Andrew tells the story of a student who was a manager of a retail company and graduated with a Bachelor of Business Administration. “She applied to Health PEI on a whim, started off in inventory control, and now is working as a finance clerk. There are so many options and avenues.”
How to apply
To check all employment opportunities, visit www.jobspei.ca Click Job Opportunities and then on External Competitions to find open positions or the opportunity to be apply to the casual list. “Jobs are posted almost every day, so check back frequently,” says Andrew.
To register and set up a job account, click How to Apply and follow the links to fill in the required contact information, work experience, training, and education.
“Your information will be saved, so you don’t have to repeat the process as you apply for multiple positions,” says Janet.
“When you apply for a position, make sure your application is received by the deadline specified on the job ad.”

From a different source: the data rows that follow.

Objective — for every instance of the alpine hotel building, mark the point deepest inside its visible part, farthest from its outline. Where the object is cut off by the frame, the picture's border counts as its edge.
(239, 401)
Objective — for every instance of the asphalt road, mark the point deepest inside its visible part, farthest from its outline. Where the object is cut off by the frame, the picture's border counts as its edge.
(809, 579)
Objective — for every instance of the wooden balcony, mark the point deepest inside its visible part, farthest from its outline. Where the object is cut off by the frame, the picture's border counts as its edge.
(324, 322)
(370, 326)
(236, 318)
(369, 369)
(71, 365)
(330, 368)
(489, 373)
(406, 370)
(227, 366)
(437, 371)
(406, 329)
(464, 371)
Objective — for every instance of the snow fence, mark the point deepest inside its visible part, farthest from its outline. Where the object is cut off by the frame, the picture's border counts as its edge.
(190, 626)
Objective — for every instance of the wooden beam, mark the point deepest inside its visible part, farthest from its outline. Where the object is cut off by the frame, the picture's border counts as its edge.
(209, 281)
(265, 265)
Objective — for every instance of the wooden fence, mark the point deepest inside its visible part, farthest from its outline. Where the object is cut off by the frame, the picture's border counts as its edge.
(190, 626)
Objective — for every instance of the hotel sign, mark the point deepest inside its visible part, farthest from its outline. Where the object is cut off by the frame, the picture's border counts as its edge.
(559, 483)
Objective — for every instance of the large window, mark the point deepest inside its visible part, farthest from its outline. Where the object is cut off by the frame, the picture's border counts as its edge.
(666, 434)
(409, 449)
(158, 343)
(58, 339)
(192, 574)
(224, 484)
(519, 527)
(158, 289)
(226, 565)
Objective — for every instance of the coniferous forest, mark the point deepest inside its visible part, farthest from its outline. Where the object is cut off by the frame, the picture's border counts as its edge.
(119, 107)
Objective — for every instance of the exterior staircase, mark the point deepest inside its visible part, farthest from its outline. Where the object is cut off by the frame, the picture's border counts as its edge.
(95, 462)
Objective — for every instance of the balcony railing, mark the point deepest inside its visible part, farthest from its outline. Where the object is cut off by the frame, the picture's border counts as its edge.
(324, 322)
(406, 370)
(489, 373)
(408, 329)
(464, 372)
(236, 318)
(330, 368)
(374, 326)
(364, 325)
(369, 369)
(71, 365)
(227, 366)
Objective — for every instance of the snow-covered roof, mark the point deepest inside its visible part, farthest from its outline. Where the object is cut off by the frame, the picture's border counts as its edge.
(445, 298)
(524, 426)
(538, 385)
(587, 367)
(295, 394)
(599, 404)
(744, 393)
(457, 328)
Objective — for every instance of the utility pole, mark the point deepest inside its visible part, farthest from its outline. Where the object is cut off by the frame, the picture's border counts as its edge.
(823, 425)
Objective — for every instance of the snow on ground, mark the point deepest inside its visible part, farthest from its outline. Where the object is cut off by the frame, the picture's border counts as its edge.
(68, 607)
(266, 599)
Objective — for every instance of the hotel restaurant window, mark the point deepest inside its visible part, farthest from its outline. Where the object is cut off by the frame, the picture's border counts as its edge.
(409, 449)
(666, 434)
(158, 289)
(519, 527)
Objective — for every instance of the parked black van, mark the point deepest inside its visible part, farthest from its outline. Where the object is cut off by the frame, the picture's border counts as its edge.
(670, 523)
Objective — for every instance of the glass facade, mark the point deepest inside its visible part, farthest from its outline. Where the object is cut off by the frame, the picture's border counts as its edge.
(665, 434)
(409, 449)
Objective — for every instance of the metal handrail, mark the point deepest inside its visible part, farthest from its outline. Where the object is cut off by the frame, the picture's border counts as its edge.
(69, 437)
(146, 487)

“After we receive your application, a staffing consultant will screen it to see if you meet the qualifications that fit the position,” says Andrew. If you are invited to an interview, bring along the names and contact information of references, who could be previous employers or supervisors. For students with limited work experience, it could be professors or instructors. It is a good idea to let your references know that they may be contacted, so that they are prepared to speak about you.
“Sometimes people don’t give themselves enough credit for the education or experience they have,” says Andrew. “Customer service experience and volunteering is really important. It shows you have dealt with lots of different people in sometimes very difficult situations and that is a skill you can use in many jobs.”
If you have any questions about a job ad or need technical assistance to complete registration or an application, call the general enquiries number at 902-368-4080. Explain which job you are interested in, and you will be directed to the staffing consultant in charge of that job. “We may know about other opportunities that will match your qualifications because we don’t want to lose you.”
Help from UPEI
UPEI students or former students can visit the Experiential Education department to get help in preparing a resumé, cover letter, job application and job interviews.
“For those with limited job experience, the great skills you learn through working on school projects, coursework, and volunteering are an asset,” says Jenna Gaudet, from the UPEI Experiential Education. “We can help you write about your skills on your resumé, so don’t be discouraged.”
Visit www.upei.ca/exed/students to check drop-in hours and to make an appointment for a one-on-one meeting with a career counsellor.
Help from other Career Development Professionals across the Island
Job seekers can get the help they need to apply for government positions from Career Development Professionals who work at employment services agencies across the Island.